Cette année, j’ai tellement à écrire. Il y a d’abord l’évidence qui maintient mon équilibre, qui fait en sorte que la dernière phrase de chaque année reste la même : « C’était une merveilleuse année », « Quelle année fabuleuse », « Pourquoi ai-je droit à tant de bonheur? » J’essaie de varier, mais cette conclusion s’impose, année après année, depuis maintenant 12 ans. 

Cependant, l’évidence mise à part, il y a parfois des années où certaines personnes marquent la mémoire avec plus d’insistance.

En 2011, il y a eu monsieur Richard, concierge à l’école de mon fils. Je ne l’ai jamais rencontré. Pourtant, chaque fois que je prononce son nom, je regarde vers le ciel, car je crois que c’est de là qu’il vient. Il est un de ces anges gardiens qui, au quotidien, accompagnent mon enfant autiste. Monsieur Richard le laisse vider les poubelles avec lui, d’une classe à l’autre, dans la lenteur, dans ce qui rend l’humain si grand. Il le fait sans que personne le lui ait demandé.

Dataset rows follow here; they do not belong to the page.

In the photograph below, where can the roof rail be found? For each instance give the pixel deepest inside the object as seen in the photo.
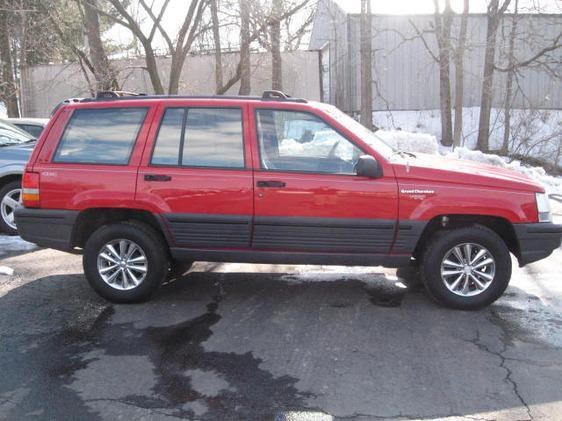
(116, 94)
(273, 95)
(124, 95)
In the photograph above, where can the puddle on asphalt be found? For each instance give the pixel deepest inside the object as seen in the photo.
(247, 391)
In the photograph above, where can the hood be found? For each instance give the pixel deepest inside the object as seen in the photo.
(438, 168)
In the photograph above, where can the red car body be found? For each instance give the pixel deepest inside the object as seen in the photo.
(412, 198)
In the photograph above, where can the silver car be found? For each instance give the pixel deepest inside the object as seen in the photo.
(15, 149)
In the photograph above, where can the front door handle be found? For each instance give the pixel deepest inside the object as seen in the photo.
(271, 184)
(157, 177)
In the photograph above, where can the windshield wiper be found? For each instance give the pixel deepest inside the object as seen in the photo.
(404, 153)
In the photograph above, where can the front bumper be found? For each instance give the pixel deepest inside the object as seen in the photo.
(46, 227)
(537, 241)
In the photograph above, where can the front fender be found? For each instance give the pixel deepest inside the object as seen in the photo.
(435, 200)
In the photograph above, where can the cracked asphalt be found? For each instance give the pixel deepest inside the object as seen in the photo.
(261, 342)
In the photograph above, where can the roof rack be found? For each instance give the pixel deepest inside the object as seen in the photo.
(116, 94)
(124, 95)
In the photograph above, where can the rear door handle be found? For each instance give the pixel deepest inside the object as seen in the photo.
(157, 177)
(271, 184)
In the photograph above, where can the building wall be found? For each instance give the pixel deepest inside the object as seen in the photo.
(407, 77)
(46, 85)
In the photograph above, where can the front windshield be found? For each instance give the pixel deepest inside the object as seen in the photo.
(358, 129)
(10, 135)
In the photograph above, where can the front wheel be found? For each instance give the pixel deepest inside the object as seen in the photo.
(125, 263)
(466, 268)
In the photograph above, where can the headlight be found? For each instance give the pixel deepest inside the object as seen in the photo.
(543, 207)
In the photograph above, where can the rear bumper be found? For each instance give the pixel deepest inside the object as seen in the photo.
(537, 241)
(46, 227)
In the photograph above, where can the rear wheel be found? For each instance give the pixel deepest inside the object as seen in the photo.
(10, 200)
(466, 268)
(125, 263)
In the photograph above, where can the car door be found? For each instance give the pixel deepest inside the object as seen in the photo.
(307, 196)
(194, 174)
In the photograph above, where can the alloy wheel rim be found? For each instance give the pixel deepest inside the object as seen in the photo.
(122, 264)
(10, 202)
(468, 269)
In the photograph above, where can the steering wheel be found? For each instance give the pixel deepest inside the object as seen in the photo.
(332, 152)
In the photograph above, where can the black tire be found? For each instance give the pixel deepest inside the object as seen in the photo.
(4, 190)
(151, 243)
(178, 269)
(445, 241)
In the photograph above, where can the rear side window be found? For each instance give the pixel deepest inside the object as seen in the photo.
(100, 136)
(200, 137)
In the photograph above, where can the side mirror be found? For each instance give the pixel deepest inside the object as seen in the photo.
(367, 166)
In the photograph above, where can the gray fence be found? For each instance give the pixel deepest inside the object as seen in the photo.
(407, 78)
(46, 85)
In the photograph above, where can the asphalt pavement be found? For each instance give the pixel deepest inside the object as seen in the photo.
(262, 342)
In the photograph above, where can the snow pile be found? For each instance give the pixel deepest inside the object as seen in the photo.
(409, 141)
(13, 243)
(426, 143)
(552, 185)
(321, 145)
(537, 131)
(5, 270)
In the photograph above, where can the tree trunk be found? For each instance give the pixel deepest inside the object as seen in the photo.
(276, 61)
(152, 68)
(509, 83)
(103, 72)
(8, 89)
(493, 17)
(366, 65)
(245, 66)
(443, 32)
(459, 75)
(218, 48)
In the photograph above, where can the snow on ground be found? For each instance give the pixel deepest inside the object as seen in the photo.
(13, 244)
(426, 143)
(5, 270)
(410, 141)
(535, 125)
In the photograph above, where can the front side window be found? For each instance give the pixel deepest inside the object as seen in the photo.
(299, 141)
(200, 137)
(100, 136)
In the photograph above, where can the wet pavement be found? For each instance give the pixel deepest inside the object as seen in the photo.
(260, 342)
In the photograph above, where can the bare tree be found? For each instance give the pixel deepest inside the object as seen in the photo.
(494, 15)
(509, 80)
(178, 49)
(8, 87)
(459, 74)
(275, 34)
(217, 44)
(443, 23)
(102, 68)
(245, 69)
(366, 65)
(258, 31)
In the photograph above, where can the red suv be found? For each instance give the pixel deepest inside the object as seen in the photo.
(143, 186)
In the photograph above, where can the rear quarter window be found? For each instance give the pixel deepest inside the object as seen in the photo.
(100, 136)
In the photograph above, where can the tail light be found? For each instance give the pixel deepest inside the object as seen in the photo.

Il le fait sans rien demander en retour.

Donc, sans le savoir, il marquera la première page de mon agenda 2012.

Mes mercis 2011

…à celle qui m’a montré comment garder les aliments chauds toute une journée dans un thermos ;

…à la note qui a voyagé dans la salle de concert pour me faire voir le son pour la première fois ;

…aux chansons vietnamiennes qui tiennent compagnie à mon père pendant qu’il attend les autobus sco­laires de mes enfants ;

…à mon fils qui a choisi la carte postale Action, not protest pour me décrire ;

…à ceux qui m’ont attendue parce qu’ils m’avaient suivie sur le dos des mots, dans le souffle des espaces, en marge du temps ;

…aux coquelicots qui poussaient entre les rails de la gare, à Rome ;

…à Johanne, la directrice qui a fait des pirouettes pour que les chemins se croisent, que les gens se rencontrent et que mon fils puisse s’épanouir ;

…à la dame qui m’a arrêtée pour me raconter que son mari lui avait lu Ru pendant sa convalescence, après une greffe de cœur ;

…à celle qui me dit les choses telles qu’elles sont, sans me ménager ;

…au poissonnier chilien qui m’a fait découvrir le colin, ce poisson blanc qui me permet de faire le ceviche rêvé de mon mari ;

…à celui qui a dirigé mon regard vers l’écrivain Guy de Maupassant ;

…à l’amie qui fait des heures et des heures de route avec moi ;

…à mon mari et son coup de fil depuis Varsovie ;

…à ma mère, qui nourrit mes enfants pour que je puisse dormir cinq mi­nutes avant de reprendre ma course ;

…à celui qui anticipe mes désirs frivoles afin que je n’aie pas à les formuler, jamais ;

…aux traces de nuage qui traversent mon ciel.